Car lights flicker when accelerating

If you notice that after stepping on the gas all the lights in your vehicle start to flicker, this is usually due to one or two diodes failing in the alternator. In this case, the flickering will be activated when the RPM increases.

Car lights flickering while the car is OFF

If your car is OFF, but dashboard lights are flickering and going crazy, this is probably due to the loose battery cables. The first thing you need to do is inspect your battery posts for corrosion.

Don’t forget to use safety glasses and gloves, since you don’t want to burn your skin with acid. To clean your battery, you can use baking soda with water.

After cleaning and tightening battery terminals, you can lubricate and seal them to prevent acidic buildup and corrosion in the future. If your battery terminals or cables are damaged, find a professional to help you out.

Car lights flicker when trying to start

Sometimes your starter can be a cause of the flickering or pulsating dashboard lights in a car. In this case, your starter will need to be replaced.

When you are dealing with flickering car lights, it can get very confusing, since we all know that a bad battery or alternator is a more probable cause of this. If you are getting flickering lights during car startup, you may be dealing with a bad starter and that is especially true when your engine fails to crank.

The cause of headlights flickering

In headlights, flickering may be caused by bulb filaments that become worn out or damaged. There also may be a problem caused by the circuit itself.

Damaged wiring or poor connection may cause intermittent supply of electricity and therefore a flickering effect. 

Short circuits could also be a cause of flickering headlights. This is especially true in older cars with built-in circuit breakers. OLder car models have flickering problems a lot more often than newer ones.

Switches and relays that have gone bad could also create problems with flickering lights. They could be tested with a voltmeter or multimeter and changed if necessary.

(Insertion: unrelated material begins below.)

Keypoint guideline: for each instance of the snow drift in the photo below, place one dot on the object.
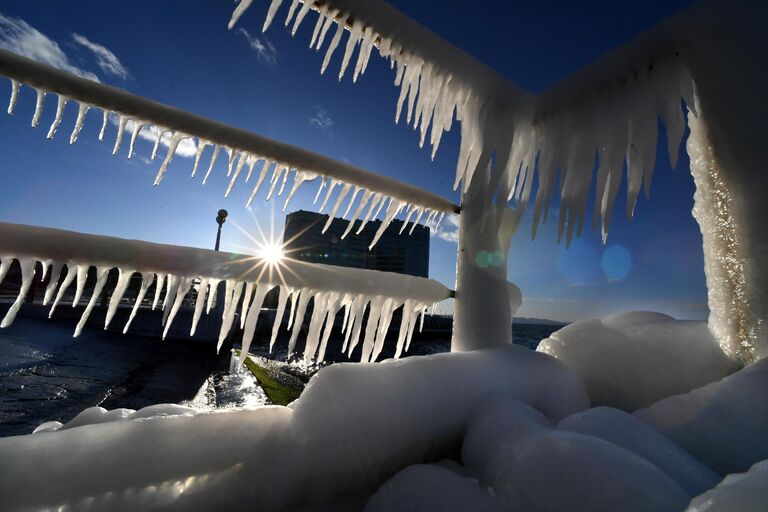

Your headlights socket could also be damaged and cause a poor connection. Issues with alternators (or their voltage regulator) very often can be a cause of flickering headlamps or car lights in general.

The power output becomes inconsistent and your headlights start to flicker.

Dashboard lights flickering

All the components in your vehicle as a whole need a steady supply of power to be useful. If your alternator and battery cannot supply it, onboard computer will start prioritizing and selecting which circuit to power first.

This is why dashboard lights (along with other lights) may start flickering.  It basically means that they are not getting consistent power from the electrical system.

Along with flickering, you may also notice that some of your lights are dimming and certain electrical gadgets (like radio, power seat, power windows) will completely stop working!

Why? Because your vehicle’s computer is very smart and it selects the most vital parts of it to power, so we don’t get into too much trouble.

Even though the alternator is a very rugged and stable component in a car, is very important to keep your eyes open if it gets to the point of outliving its usefulness. It may give you some signs in the form of strange noises coming from the belt area BEFORE the actual flickering problem takes place.

Getting a new alternator doesn’t have to be expensive and you can get one fixed or rebuilt. Of course, you could also get a new alternator for your car if needed.

Can a bad battery cause lights flicker?

Yes, a battery (being a key component of the electrical system) can become a cause of your flickering lights. If your dash lights and headlights are flickering, it is highly likely that a bad battery is a problem.

Of course, it doesn’t stop there. If your battery is brand new and you have this problem, there must be something that is preventing it from being charged. While testing your battery, you should test your alternator as well.

Just changing a battery if your alternator is not producing enough power is NOT a good idea, because it will go dead again!

This article is for informational purposes ONLY and is NOT a replacement for professional advice!